For seven hours we reminded people to get out their ballots and vote NO on the recall.   On this twentieth anniversary of 9/11, my friends and I were willing to get in the streets and mix it up and have conversations about why we were voting NO.   Most of the feedback we got from others was in agreement.  People would say, “I already voted NO.” I would follow with, “Great.  Get your friends to do it, too” Of course we had people yell at us, ‘Vote YES’.   I ignored them or would say, “You do Yes, I’m over here doing No”.   Some Yeses were rude, and a few people flipped me off.  Of which I would shrug my shoulders and give them my best, disgusted mom look that said, “Come on, you know better”.   Curiously, the rude Yes’s almost always activated someone to say, “Don’t pay them attention, I am a No.” A couple people even brought us bottled ice water and orange juice and said, “Thank you for being here”.   Those were thoughtful gifts and took the edge off the heat and the angry Yes people. 

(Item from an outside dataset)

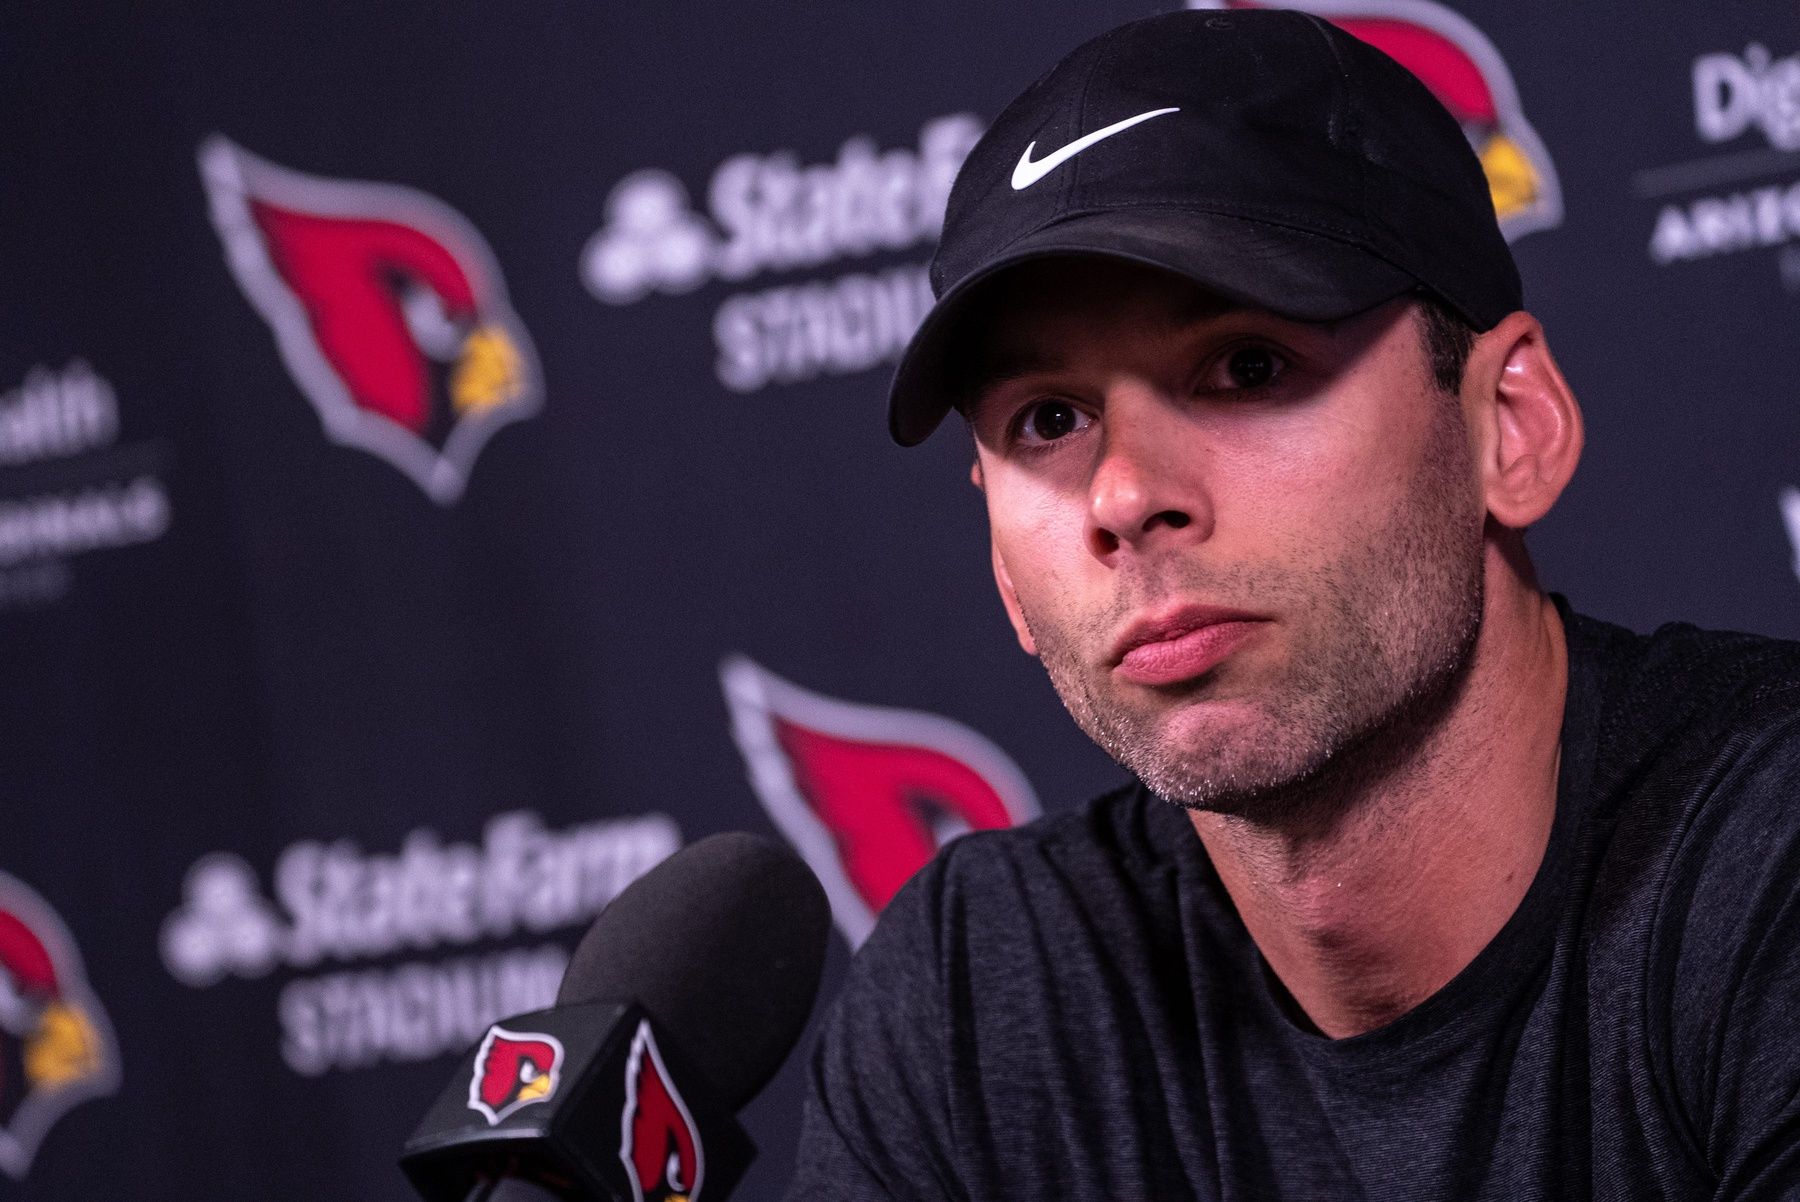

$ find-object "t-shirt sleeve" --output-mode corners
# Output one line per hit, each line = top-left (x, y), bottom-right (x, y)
(782, 852), (964, 1202)
(1663, 717), (1800, 1197)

While waiting for the light to change one woman who looked a little older than me said, “I have my ballot at home.  You are a good reminder for me.”    I saw a faraway look in the women’s blue eyes.  I was aware of my sunburn, it felt like a bad one.  My arm was tired from waving a sign for hours.  I was grateful this vote would be over soon.  I thought how much money it was costing Californians.  It made me angry like my sunburn.  If people didn’t like the Governor, they could vote him out in 14 months.  This recall was so stupid.  I said to the woman, “One plane took a vote twenty years ago, I thought it would be good to honor them by reminding people to vote today.”   The woman shook, her eyes now looked alive, “You just gave me chills.  I’m from Pennsylvania, I’ll go take care of it right now.  Thank you.”     We were far from 2001 and thousands of miles from the scenes of the terror that happened so long ago but in one second it all came back to her and to me. 

I stood there and watched her walk south on Fairfax.  From where we stood I bet it was a day’s horseback ride to Rancho Sausal Redondo which did not receive three planes in 2001 and five hundred miles north a plane did not reach Rancho Bari Bari.   I pondered how four planes didn’t make it to the land of the ranchos.  I turned back to the pedestrians, raised my sign high, a horn honked and someone gave me a thumbs up.  That is how I spent September 11, 2021. 

GOTV in honor of 9/11/21 photo courtesy Mark Edwards.

1 Comment

  1. I love this blog, and I especially loved this line: “You do Yes, I’m over here doing No.” We can agree to disagree and do so with a touch of attitude but also the space for discord. As you show, even more important to democracy than harmonious accord is the freedom to be in respectful opposition. Loved this piece.